Some of it will be common sense, some might be somewhat well-documented already, but hopefully each new owner can learn a little something that will help them enjoy this incredible game a little more.
- The first, and most important lesson is that overall (OVR) rating means virtually nothing. It can be a very, very, very general measure of a guy's worth, but all 84s are not created equal. In many cases, a player's OVR will be boosted or pushed down by ratings that will have little or nothing to do with their actual performance. Pitchers can see their overall numbers boosted because they're decent hitters, DHs can have good fielding ratings, etc.
- When evaluating a hitter, most owners look at a combination of contact, power, VL/VR splits (how he rates vs. lefties and vs. righties) and batting eye. Everyone has their own ideas on which ratings really make a hitter successful. It's not hard to figure out which owners value which traits. Just go into the trade offer screen for a team, and select "all players" and "all levels" then sort by each column. If you see half of a certain owner's players are all 50+ in contact or power (or any other category), that's obviously something they value. If you look at the top 5 or 10 offensive teams and they all seem to value the same ratings, that is a good indication that those ratings might have a solid link to performance.
- Evaluating pitchers is a little more complicated, in my experience. In addition to stamina (which determines how many pitches a guy can throw in one outing) and durability (which determines how quickly a guy recovers after an outing), many owners will take a close look at a pitcher's control, VL/VR splits, pitch ratings, groundball/flyball ratio, and velocity. Again, it's worth looking at some of the successful teams in the league to see which traits they seem to emphasize.
- You may find that some of your pitchers' performances may not match up to what you expect based on their ratings. Hitters are often able to succeed even with one (or more) rating category that's low. For example, a batter with a low power rating could still put up a .410 on-base percentage, or a guy with a low contact rating might strike out 120 times, but also hit 50 HR. That's often not true for pitchers. A guy with great VL/VR numbers might still post a WHIP of 1.60 if his control rating is in the 30s, or a pitcher with a low groundball-to-flyball rating might give up a lot of home runs if he's playing half of his games in a hitters' park.
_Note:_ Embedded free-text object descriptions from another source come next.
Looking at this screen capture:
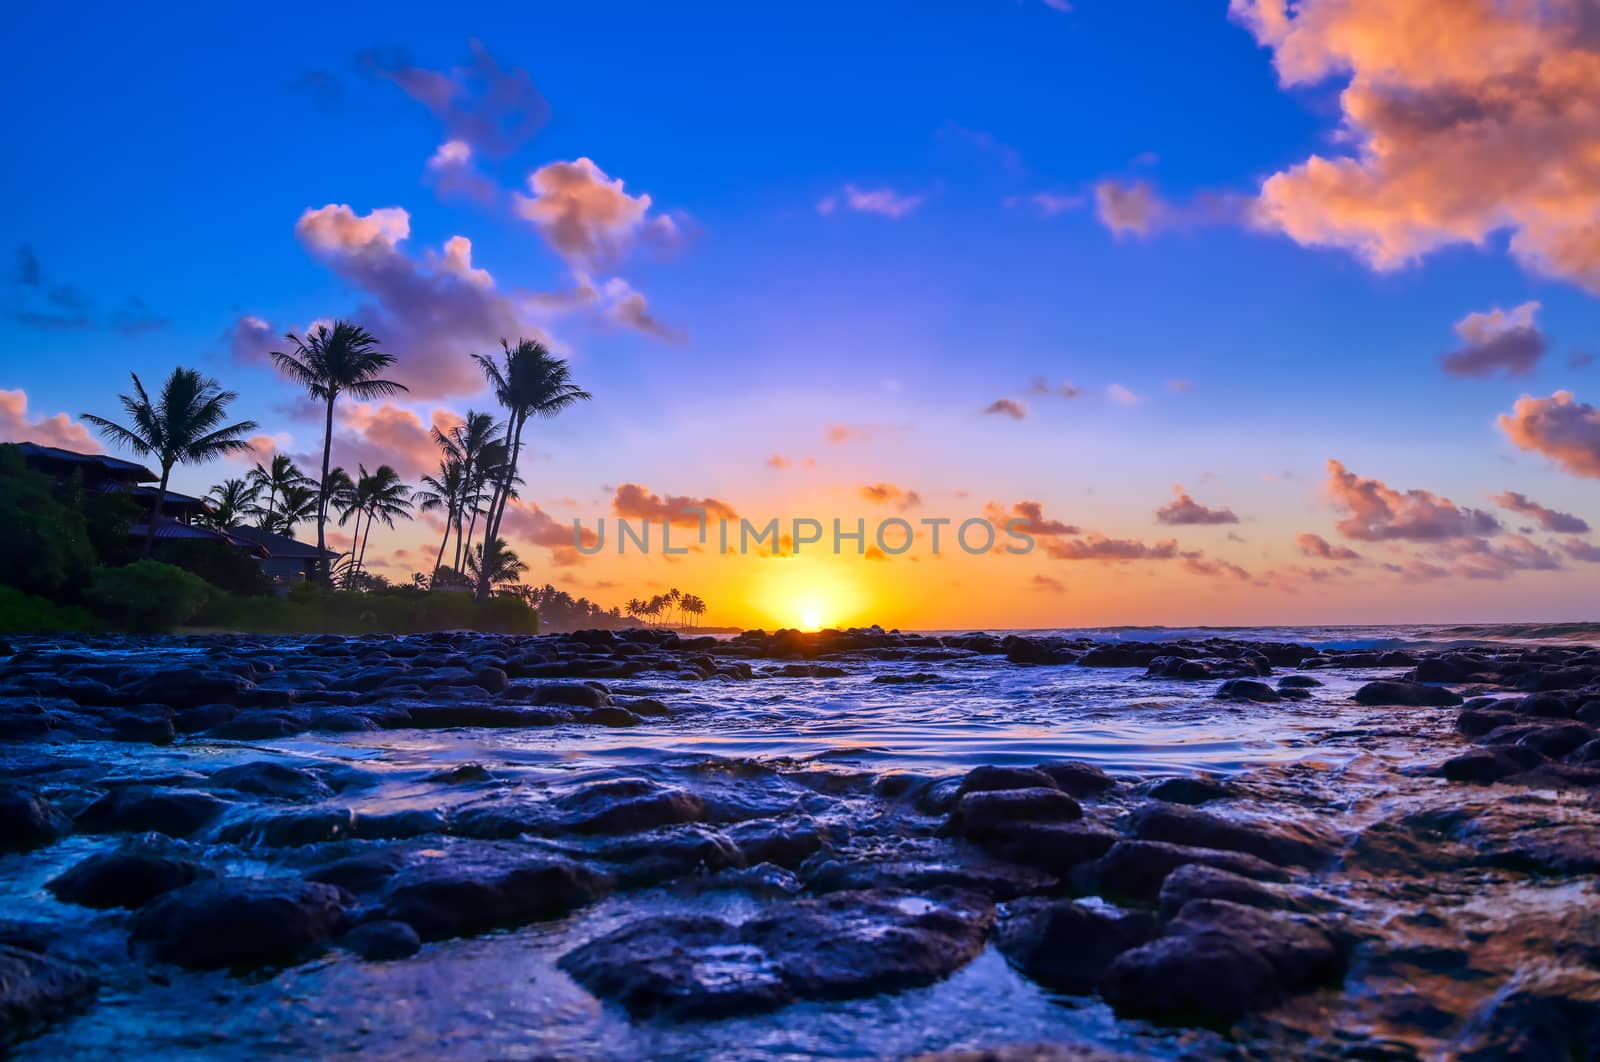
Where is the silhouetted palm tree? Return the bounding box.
[200,477,260,531]
[249,453,307,531]
[270,321,406,580]
[273,481,319,536]
[341,464,413,583]
[83,368,259,556]
[414,457,465,576]
[465,537,526,591]
[473,338,590,598]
- Evaluating pitchers is even more tricky because of the role that defense plays. A pitcher with great ratings and a high groundball rating might struggle if your infield defense is bad. Similarly, a pitcher with a low groundball rating (who gives up a lot of flyballs) would probably suffer if you put a bunch of catchers and first basemen in the outfield-- balls that should be caught for outs would be falling in for doubles.
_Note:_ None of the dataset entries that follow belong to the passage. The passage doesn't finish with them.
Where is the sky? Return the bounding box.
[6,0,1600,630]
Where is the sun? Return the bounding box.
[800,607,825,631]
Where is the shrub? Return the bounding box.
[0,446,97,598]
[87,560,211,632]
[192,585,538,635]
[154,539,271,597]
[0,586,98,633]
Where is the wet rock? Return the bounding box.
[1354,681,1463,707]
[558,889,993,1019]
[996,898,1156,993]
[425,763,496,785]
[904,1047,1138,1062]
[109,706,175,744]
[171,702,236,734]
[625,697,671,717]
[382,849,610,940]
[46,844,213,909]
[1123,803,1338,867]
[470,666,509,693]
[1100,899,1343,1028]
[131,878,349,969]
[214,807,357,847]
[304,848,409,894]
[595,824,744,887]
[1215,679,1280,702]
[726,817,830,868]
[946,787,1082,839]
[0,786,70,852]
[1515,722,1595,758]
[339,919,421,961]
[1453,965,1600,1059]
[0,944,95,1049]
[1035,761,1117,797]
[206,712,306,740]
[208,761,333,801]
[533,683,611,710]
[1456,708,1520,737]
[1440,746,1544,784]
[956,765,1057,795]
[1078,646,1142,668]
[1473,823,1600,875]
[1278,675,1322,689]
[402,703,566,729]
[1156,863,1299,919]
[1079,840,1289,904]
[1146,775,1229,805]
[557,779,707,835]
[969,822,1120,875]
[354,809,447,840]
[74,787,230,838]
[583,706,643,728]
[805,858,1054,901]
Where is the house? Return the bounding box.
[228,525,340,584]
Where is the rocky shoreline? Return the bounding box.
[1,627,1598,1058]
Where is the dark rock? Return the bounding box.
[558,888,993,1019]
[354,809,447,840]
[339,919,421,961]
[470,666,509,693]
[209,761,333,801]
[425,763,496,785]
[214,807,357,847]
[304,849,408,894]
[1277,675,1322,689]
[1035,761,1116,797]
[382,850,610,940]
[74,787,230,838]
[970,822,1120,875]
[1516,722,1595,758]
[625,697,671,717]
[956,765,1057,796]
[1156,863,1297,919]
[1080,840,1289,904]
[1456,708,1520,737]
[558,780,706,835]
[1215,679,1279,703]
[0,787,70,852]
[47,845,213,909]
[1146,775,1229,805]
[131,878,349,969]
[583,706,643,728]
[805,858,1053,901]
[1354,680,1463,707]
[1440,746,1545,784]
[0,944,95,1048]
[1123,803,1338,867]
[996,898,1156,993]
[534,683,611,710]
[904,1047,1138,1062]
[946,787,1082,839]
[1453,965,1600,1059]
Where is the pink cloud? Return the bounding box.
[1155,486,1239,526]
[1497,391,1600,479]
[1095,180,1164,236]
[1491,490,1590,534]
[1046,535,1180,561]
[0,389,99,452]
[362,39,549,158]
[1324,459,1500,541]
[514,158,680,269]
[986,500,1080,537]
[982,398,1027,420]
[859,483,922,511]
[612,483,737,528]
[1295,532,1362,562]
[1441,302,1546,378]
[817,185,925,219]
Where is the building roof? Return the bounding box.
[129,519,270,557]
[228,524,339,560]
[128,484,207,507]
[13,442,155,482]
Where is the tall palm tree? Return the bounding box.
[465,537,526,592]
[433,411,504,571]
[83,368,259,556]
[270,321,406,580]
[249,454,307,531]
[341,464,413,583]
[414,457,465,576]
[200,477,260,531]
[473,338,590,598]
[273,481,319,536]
- Defense is something that a lot of new owners tend to overlook. It's easy and fun to field a team of guys who can hit the ball 500 feet (and power-hitting 1B and DH are generally pretty easy and cheap to sign) but sticking one of them at a middle-infield position or CF would be a disaster. Fortunately, defense is one of the easiest things to evaluate. In the Manager's Office screen, go to Player settings --> Edit player settings. Choose "position players" and then click on any player's position. It will pop up with a screen that tells you the average ratings for a player at every position. If a guy's ratings are at or above those numbers, he will be a good player at that position, whether he has ever played there or not. That means that if a guy's ratings say he will be a good SS, he can also play pretty much anywhere else on the field as well. It's a little mind-numbing to go through your entire organization, but playing guys in their proper positions will help your pitchers' stats tremendously.